Başlı başına hayal kırıklığı yaratan, muhteşem bir konuyu çok kötü bir senaryo ile işleyen, sıkıcı, uzun bir film. Gerçi olaya 2 farklı açıdan bakmak lazım. Film sektörünün içinden biri gözüyle bakılırsa, makyajıyla, kostümüyle, kurgusuyla çok başarılı. ancak izleyici açısından bakılırsa, uzun sıkıcı, iç karartıcı, kendini sürekli tekrar eden bir film. Oysa ki bu konu çok daha keyifli ve ilginç olarak işlenebilirdi. Konuya yazık edilmiş kısacası..
Benjamin Button'un bebek boyutlarında doğup tekrar bebek boyutlarında ölmüş olması dışında bir falsosunu görmediğim filmdir. Plastik makyajın karakter değişimindeki payını gösteren örnek filmlerdendir.
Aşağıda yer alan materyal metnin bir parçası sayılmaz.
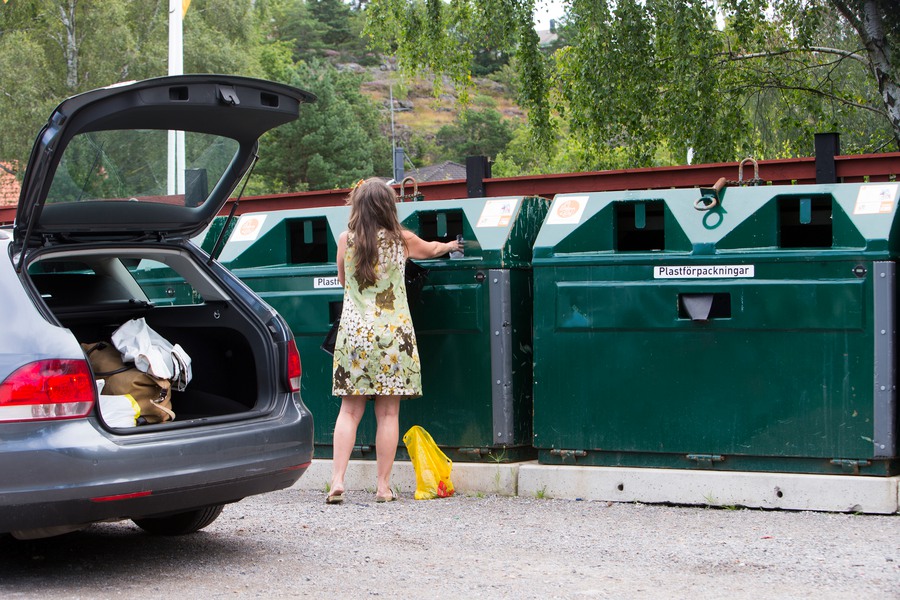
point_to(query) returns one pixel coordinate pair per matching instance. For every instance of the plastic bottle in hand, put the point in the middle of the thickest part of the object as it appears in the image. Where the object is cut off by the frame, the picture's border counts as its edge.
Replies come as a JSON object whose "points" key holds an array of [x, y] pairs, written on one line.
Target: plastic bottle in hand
{"points": [[458, 253]]}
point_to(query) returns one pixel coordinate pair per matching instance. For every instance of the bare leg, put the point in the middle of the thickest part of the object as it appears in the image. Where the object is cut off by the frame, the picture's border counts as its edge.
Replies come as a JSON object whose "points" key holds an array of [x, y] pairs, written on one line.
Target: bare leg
{"points": [[387, 435], [352, 410]]}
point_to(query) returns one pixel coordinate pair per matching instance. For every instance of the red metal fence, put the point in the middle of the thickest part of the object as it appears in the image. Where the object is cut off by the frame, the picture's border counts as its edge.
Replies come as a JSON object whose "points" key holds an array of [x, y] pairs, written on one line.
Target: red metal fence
{"points": [[849, 169]]}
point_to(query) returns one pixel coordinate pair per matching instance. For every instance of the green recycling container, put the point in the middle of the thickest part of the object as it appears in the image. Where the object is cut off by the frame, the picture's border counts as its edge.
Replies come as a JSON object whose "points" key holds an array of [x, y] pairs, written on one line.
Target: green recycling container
{"points": [[752, 331], [474, 327], [472, 320]]}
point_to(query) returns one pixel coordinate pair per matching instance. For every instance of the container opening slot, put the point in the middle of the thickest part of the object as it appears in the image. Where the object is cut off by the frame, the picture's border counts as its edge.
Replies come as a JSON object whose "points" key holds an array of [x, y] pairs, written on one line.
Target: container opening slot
{"points": [[703, 307], [307, 240], [440, 226], [640, 226], [805, 222]]}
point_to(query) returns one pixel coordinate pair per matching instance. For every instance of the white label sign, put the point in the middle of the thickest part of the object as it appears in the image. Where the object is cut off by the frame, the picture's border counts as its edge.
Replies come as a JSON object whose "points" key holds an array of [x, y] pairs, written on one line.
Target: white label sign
{"points": [[326, 282], [703, 272], [497, 213], [876, 199], [567, 211], [247, 228]]}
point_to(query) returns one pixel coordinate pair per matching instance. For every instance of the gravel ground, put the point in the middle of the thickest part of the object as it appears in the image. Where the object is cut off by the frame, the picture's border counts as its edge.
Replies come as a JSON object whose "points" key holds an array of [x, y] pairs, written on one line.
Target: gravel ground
{"points": [[289, 544]]}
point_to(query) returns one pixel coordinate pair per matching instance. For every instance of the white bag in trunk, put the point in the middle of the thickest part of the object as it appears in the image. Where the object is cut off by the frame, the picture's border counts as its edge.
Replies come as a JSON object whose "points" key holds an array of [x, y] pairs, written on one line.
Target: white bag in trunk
{"points": [[152, 353]]}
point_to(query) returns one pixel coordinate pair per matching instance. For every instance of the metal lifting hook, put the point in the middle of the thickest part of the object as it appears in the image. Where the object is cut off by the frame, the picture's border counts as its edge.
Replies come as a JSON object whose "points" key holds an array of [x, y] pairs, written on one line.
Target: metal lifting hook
{"points": [[709, 197]]}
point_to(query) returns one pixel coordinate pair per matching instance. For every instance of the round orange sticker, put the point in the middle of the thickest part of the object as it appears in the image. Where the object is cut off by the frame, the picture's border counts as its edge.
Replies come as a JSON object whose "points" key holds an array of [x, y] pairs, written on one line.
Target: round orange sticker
{"points": [[567, 209]]}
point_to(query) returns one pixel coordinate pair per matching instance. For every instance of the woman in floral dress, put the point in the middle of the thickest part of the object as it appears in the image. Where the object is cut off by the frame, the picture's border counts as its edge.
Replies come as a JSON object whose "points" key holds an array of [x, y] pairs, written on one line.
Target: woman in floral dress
{"points": [[375, 355]]}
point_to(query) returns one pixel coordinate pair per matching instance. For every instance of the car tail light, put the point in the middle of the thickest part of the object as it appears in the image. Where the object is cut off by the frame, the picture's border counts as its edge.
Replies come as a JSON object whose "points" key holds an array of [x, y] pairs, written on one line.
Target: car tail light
{"points": [[48, 389], [294, 368]]}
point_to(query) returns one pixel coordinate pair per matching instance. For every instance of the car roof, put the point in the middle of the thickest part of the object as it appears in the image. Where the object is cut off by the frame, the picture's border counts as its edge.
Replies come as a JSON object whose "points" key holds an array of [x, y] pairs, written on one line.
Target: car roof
{"points": [[233, 107]]}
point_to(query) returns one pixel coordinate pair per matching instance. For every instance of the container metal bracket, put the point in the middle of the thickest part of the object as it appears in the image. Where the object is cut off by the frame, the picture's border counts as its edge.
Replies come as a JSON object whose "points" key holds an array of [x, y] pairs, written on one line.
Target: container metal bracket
{"points": [[568, 453], [850, 465], [475, 452], [706, 460]]}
Lakin Benjamin Button'un ölüm döneminde keşke yaşlı bir adam boyutuna makyaj ile yeni doğmuş bebek suratı yapılsaymış. Ters bunama bu şekilde daha hoş verilebilirmiş kanımca. Velhasılı kelam çok güzel bir film.
oscar heykellerinden birkaçı kesinlikle ve kesinlikle bu filmde emeği geçenlere verilmeli. çok güzel bir film. sinemaya gidecek paranız ve 3 saate yakın vaktiniz varsa bu film en iyi alternatiftir.
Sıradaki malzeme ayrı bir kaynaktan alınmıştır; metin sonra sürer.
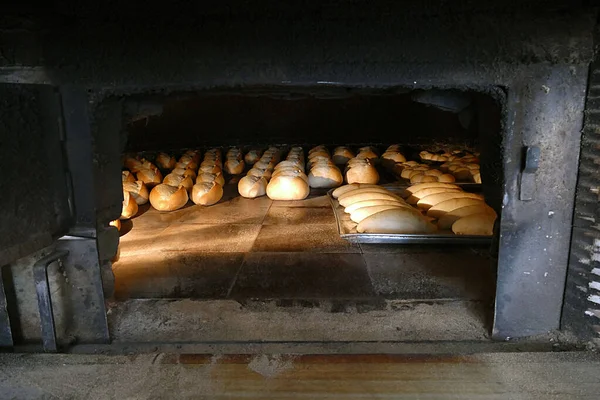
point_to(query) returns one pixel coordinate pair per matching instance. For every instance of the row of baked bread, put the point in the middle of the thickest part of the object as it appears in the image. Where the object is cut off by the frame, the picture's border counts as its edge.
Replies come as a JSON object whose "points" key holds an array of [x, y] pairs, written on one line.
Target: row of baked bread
{"points": [[424, 208]]}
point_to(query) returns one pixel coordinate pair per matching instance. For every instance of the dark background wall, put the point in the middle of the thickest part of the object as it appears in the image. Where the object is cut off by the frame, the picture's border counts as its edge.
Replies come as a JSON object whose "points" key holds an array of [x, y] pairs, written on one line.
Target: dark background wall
{"points": [[241, 118]]}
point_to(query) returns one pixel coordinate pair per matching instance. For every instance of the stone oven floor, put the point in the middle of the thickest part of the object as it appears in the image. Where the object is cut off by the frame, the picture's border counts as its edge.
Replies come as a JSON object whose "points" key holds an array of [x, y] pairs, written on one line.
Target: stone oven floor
{"points": [[263, 249], [265, 270]]}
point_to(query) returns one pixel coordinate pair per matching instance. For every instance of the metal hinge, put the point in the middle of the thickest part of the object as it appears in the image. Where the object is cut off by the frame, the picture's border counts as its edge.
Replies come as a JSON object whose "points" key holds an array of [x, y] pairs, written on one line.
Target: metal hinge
{"points": [[527, 187]]}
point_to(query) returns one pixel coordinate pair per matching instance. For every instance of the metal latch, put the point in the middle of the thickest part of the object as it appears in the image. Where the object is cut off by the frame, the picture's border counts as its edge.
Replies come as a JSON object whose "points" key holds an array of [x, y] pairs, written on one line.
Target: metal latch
{"points": [[530, 167]]}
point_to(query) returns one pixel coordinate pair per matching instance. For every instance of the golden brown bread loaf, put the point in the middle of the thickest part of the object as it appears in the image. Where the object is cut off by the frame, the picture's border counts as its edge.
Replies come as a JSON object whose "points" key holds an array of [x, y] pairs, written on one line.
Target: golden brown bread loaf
{"points": [[429, 201], [207, 194], [361, 171], [168, 198], [444, 207], [290, 186], [475, 224], [179, 180], [252, 186], [447, 220], [396, 220], [373, 202]]}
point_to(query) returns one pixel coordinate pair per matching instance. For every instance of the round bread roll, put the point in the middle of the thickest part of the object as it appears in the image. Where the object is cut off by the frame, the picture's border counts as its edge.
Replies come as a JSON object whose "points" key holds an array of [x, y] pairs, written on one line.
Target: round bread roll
{"points": [[252, 186], [206, 194], [396, 220], [447, 220], [252, 156], [429, 201], [185, 172], [288, 187], [168, 198], [325, 177], [151, 177], [165, 161], [233, 166], [129, 208], [475, 224], [211, 169], [206, 177], [179, 180], [127, 176], [362, 174], [440, 209], [137, 190]]}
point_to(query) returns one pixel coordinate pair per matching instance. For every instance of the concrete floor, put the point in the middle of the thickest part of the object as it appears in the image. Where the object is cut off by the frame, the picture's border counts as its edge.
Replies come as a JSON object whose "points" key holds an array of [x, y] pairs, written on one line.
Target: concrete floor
{"points": [[565, 375], [257, 269]]}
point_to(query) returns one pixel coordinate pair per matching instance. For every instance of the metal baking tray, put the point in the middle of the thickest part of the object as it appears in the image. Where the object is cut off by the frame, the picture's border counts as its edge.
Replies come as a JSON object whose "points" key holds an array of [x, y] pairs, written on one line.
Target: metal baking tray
{"points": [[347, 230]]}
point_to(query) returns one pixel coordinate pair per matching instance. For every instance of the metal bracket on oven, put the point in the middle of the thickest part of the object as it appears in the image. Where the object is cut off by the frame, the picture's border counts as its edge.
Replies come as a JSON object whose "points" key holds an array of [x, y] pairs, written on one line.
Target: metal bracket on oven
{"points": [[42, 288], [532, 161]]}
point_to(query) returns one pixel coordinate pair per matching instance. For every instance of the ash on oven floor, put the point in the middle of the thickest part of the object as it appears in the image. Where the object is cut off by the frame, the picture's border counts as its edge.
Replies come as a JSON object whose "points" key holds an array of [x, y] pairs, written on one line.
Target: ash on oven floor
{"points": [[263, 249]]}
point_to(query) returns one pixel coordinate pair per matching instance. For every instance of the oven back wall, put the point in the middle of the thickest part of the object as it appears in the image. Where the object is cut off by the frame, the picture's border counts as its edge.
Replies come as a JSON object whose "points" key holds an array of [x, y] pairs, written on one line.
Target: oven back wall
{"points": [[238, 119]]}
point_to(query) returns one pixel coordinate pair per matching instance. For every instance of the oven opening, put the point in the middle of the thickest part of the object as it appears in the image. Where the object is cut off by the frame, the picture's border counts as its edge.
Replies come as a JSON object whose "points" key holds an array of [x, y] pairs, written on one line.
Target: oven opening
{"points": [[212, 264]]}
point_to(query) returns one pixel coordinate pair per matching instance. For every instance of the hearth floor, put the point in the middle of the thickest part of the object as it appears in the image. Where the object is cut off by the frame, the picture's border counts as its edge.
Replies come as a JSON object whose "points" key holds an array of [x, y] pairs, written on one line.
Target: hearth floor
{"points": [[288, 250]]}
bittikten sonra ne derece etkilendiğimden emin olamadığım, hatta pek begenmediğime kanaat getirmekle birlikte olumlu birsey var ama ne diye düşündüğüm film. sonradan öğrendim ki meğer senaryonun orjinali bir scott fitzgerald hikayesiymiş. dolayısı ile cate blanchett in her zamanki müthiş performansı bir yana, kanaatimce hikaye kitaptan okunduğunda çok daha içe işleyecektir. nitekim scott fitzgeral ın bir diğer eseri olan great gatsby nin de romanı filmine nazaran* çok daha etkileyicidir. adam yazmış kardeşim. hastasıyım fitzgerald ın.
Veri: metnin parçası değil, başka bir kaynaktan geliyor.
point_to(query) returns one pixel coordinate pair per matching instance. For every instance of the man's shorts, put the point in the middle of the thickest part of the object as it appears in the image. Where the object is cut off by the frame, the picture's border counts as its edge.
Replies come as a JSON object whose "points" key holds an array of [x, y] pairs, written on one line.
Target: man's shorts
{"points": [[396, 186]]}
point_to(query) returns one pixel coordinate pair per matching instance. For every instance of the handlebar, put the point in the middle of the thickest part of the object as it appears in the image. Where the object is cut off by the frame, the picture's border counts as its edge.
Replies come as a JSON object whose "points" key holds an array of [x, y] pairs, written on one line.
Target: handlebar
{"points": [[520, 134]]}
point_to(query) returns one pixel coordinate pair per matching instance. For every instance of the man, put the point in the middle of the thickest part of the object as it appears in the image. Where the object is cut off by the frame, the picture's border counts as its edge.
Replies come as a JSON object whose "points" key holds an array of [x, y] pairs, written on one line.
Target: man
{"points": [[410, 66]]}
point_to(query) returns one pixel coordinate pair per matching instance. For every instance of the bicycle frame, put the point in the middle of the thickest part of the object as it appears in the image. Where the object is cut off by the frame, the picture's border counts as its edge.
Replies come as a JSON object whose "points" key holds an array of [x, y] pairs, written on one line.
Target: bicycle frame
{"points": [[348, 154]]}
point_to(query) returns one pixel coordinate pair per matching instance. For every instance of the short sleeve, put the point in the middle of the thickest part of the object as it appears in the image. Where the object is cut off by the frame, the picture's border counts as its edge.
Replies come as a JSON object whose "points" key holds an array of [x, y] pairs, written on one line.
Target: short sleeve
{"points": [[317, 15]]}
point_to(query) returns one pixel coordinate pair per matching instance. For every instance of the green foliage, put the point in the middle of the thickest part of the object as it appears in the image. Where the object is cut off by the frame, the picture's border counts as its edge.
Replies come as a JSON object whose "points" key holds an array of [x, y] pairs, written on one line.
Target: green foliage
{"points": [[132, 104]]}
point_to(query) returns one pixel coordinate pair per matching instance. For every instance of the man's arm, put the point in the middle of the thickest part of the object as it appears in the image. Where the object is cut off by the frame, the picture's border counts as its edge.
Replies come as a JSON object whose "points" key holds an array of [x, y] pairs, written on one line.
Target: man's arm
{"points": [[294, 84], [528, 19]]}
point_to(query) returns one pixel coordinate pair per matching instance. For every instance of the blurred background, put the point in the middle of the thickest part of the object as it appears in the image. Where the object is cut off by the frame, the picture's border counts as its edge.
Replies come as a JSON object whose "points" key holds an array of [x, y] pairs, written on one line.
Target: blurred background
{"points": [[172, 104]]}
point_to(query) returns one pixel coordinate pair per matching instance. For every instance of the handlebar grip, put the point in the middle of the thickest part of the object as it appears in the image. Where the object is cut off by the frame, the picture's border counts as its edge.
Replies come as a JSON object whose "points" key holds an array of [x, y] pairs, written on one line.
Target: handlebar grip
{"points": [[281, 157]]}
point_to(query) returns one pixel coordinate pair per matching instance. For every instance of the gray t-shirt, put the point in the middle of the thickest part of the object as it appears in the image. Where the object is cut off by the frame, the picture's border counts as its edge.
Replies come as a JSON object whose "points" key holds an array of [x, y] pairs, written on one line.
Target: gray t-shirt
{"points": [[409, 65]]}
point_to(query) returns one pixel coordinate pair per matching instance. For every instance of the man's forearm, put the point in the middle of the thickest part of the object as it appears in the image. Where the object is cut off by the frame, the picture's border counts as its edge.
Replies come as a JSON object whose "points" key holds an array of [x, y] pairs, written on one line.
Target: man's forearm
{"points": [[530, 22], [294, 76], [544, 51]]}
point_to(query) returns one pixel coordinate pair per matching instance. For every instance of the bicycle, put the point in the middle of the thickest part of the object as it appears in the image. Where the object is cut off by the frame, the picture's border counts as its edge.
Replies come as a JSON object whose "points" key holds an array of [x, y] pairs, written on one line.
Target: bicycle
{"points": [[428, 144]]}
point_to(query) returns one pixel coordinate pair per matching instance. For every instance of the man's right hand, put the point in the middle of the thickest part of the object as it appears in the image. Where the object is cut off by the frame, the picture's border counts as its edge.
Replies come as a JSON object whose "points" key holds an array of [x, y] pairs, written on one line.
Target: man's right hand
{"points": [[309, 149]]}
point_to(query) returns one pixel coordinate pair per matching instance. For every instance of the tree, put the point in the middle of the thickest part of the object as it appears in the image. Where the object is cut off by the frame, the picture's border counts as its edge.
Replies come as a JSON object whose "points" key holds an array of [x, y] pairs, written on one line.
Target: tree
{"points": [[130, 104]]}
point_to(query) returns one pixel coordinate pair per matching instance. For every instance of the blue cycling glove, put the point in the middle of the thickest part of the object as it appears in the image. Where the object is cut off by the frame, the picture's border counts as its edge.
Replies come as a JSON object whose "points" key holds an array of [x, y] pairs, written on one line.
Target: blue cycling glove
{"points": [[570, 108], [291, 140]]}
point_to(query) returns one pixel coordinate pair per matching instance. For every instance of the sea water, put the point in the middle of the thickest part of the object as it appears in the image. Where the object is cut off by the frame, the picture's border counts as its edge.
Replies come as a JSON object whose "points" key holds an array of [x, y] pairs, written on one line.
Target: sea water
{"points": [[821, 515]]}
david fincher'in fight club'tan beri (powder keg'in yapımcılığını saymaz isek) adam gibi bi iş yapmamışlığın acısını çıkarttığı, kültlük mertebesine ulaşmaya namzet filmi. slumdog millionaire ile birlikte bu senenin en iyi filmi olmak için kapışmasını görmek 2005'te lord of war'a üvey evlat muamelesi yaparak aday bile göstermeyen akademinin ödül törenini nezdimde izlenir kılacak. en iyi filmi bu ikiliden hangisi alır bilmem de en iyi oyuncuyu bu filmdeki rolünden sonra brad pitt'e vermezlerse o 31 santimlik heykelin...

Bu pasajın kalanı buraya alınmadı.